« Rendre hommage à nos parents dans la foi »

Paris Notre-Dame du 1er septembre 2022

Après près de dix ans à la tête de la paroisse N.-D.-des-Foyers, le P. Yves-Marie Clochard-Bossuet part, à la rentrée, à Bagdad (Irak). Le but de cette démarche ? Tenter de participer à montrer l’importance d’une présence chrétienne au Proche-Orient mais surtout répondre à un désir profond. Rencontre.

À 73 ans, le P. Yves-Marie Clochard-Bossuet quitte un temps le diocèse de Paris pour se rendre à Bagdad (Irak).
© Isabelle Demangeat

Paris Notre-Dame – Comment vous est venue cette idée de partir à Bagdad ?

P. Yves-Marie Clochard-Bossuet – J’ai toujours été attiré par le Proche-Orient, cette terre qui a accueilli les premières communautés chrétiennes s’établissant autour de Jérusalem. En Syrie en particulier, il y a des traces très précises du passage de saint Paul. J’ai toujours été admiratif de ces communautés qui ont accepté de vivre un état de semi-servitude pour pouvoir vivre leur foi. Parce qu’ils ne partageaient pas leur foi, ces communautés chrétiennes étaient assujetties aux musulmans, et ce, pendant près de 1500 ans. Par ailleurs, mon arrivée à N.-D.-des-Foyers (19e), en 2013, a correspondu plus ou moins, avec la première « crise de réfugiés ». Beaucoup arrivaient dans notre quartier. Ils étaient deux ou trois mille à dormir dans la rue, sur les trottoirs, tous les soirs. Cela m’a profondément touché. Un certain nombre d’entre eux étaient chrétiens. Je les voyais arriver et j’entendais par ailleurs leur évêque, sur place, leur demander de rester. Je ne pouvais pas m’empêcher de porter un jugement intérieur, sans imaginer les difficultés que ces personnes pouvaient vivre. J’espérais que ces déplacements soient temporaires. Mais je m’aperçois au fil des ans qu’ils sont très peu, une fois installés en Australie, au Canada, même en France, à revenir dans leur pays. Je me dis que, peut-être, l’installation d’un prêtre occidental sur leur territoire peut les interpeller et les encourager à se poser la question d’un retour dans leur pays.

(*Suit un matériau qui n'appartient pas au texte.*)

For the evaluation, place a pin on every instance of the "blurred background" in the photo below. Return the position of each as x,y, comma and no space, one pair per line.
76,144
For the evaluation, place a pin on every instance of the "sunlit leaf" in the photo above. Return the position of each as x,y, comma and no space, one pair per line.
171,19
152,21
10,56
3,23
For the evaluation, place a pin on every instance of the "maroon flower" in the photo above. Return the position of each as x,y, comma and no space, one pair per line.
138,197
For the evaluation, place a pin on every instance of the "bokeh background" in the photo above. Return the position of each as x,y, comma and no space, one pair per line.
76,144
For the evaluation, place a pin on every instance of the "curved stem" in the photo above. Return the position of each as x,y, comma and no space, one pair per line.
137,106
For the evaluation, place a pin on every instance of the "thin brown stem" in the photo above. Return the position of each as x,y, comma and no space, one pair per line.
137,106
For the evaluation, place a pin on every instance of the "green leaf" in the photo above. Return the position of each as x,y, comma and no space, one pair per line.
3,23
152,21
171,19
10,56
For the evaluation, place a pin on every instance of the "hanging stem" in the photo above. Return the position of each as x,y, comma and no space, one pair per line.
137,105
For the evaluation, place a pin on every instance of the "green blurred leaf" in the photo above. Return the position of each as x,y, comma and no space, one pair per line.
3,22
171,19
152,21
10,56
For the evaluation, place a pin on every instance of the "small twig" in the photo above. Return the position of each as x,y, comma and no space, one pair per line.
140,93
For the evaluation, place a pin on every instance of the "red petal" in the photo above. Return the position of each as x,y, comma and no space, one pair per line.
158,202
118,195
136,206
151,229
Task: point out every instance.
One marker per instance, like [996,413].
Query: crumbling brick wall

P. N.-D. – Pourquoi est-ce important d’inciter ces communautés chrétiennes à revenir dans leurs pays ?

Y.-M. C.-B. – Pour maintenir la présence de chrétiens au Proche-Orient. On l’oublie parfois, mais les premières communautés chrétiennes viennent de ces pays et ont, ensuite, essaimé. Nous, occidentaux, nous devons notre foi à ces communautés. Nous sommes leurs filles. Leur rendre hommage et les aider à rester sur leurs terres est, pour moi, ce que nous devons, au minimum, à nos parents dans la foi.
P. N.-D. – Concrètement, en quoi va consister votre mission ?

Y.-M. C.-B. – Je pars avec l’Œuvre d’Orient. Je serai professeur de français pour des étudiants de l’académie nouvellement fondée par les dominicains et assurerai la célébration des messes à destination des expatriés. Par ailleurs, l’évêque de Bagdad, Mgr Jean-Benjamin Sleiman, m’a demandé de participer à l’accueil des migrants. J’essaierai de voir comment me rendre utile notamment dans les camps de migrants. Ma mission s’affinera au fil des mois. J’espère partir deux ou trois ans. La plus grande expérience pour moi sera de vivre, moi-même, le déplacement. Moi qui aime bien être entouré, je vais être amené à vivre, ne parlant pas encore arabe, la pauvreté de ne pas pouvoir partager avec la majorité des personnes que je rencontrerai. Mais ma décision n’a rien d’héroïque, elle répond avant tout à un désir que je porte depuis longtemps. N’étant pas renouvelé dans ma mission à N.-D.-des-Foyers et ne pouvant plus, à 73 ans, être curé, j’ai vu le bon moment. Et puis, c’est dans ma nature. Je n’aime pas les choses lisses. Mon parcours de prêtre à Paris en témoigne : après avoir été aumônier de lycée, j’ai été aumônier de l’hôpital des enfants malades puis, pendant dix ans, aumônier de prison, avant de rejoindre N.-D.-des-Foyers.